Jane Hughes, director of Wakatipu Swim School, claims commercial operators are being squeezed out of the state-of-the-art facility at the Events Centre.
Last year her business, along with another local swim school, Water Discovery, had an agreement with Aqualand operators Lakes Leisure to use the pool on a regular basis.
But Hughes says she was told last month her activities were being limited to a Sunday — so she’s pulled out of using the centre altogether.
As a result, she says parents are being forced to enrol their kids in Alpine Aqualand’s in-house swim school if they want to use the new pool — and this is “restricting choice for the community”.
Hughes will present a letter signed by “hundreds” of supporters to a Queenstown Lakes District Council finance committee meeting next Thursday and is also calling for a mass turnout of parents.
“I’ve been taking my classes at the pools at Queenstown Primary and Wakatipu High but understandably some people want to use Alpine Aqualand as it’s more convenient for them,” she says.
“This is not sour grapes.
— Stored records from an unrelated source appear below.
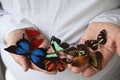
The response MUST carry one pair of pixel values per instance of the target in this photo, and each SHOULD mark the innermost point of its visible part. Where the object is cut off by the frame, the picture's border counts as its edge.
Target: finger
(22, 61)
(90, 71)
(33, 66)
(79, 69)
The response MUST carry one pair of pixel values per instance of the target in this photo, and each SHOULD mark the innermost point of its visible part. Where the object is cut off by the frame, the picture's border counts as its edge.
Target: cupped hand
(108, 49)
(24, 61)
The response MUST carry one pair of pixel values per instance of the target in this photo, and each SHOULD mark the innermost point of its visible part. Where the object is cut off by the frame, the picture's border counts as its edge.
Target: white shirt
(66, 19)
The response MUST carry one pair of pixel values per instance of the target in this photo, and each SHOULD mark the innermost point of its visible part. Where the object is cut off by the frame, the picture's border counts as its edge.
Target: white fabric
(66, 19)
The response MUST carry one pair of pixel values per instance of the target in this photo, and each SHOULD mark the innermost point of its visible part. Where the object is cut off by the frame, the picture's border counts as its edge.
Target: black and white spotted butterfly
(101, 40)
There is room for independent classes as well as the in-house ones. We need to go back to the council and say, ‘Hang on, this is a community pool and the community need to have a say in how it’s being used’.”
But Fiona McKissock, boss of Lakes Leisure, says access was reduced because of increased demand for the in-house classes.
“We had a two-term trial last year with the independent classes, but demand for the community swim school was exceeding the space we had available and we had to turn people away.
“This was because of the independent operators.
“The community was asking for more spots at peak times. Now there are 430 children enrolled with Aqualand’s learn-to-swim programme and a schools programme is also provided to Arrowtown Primary and St Joseph’s.”
She adds: “Everywhere else in the country the pool operator runs the swim school and surplus revenue goes to offset the high running costs of the pool and provide programmes for the community.”
Hughes also claims Alpine Aqualand is losing “substantial” income by excluding independent swim schools and that the pool is not as busy as it should be.
McKissock disputes this. “We are getting about 13-15,000 people through the swimming pool every month, which is fantastic.”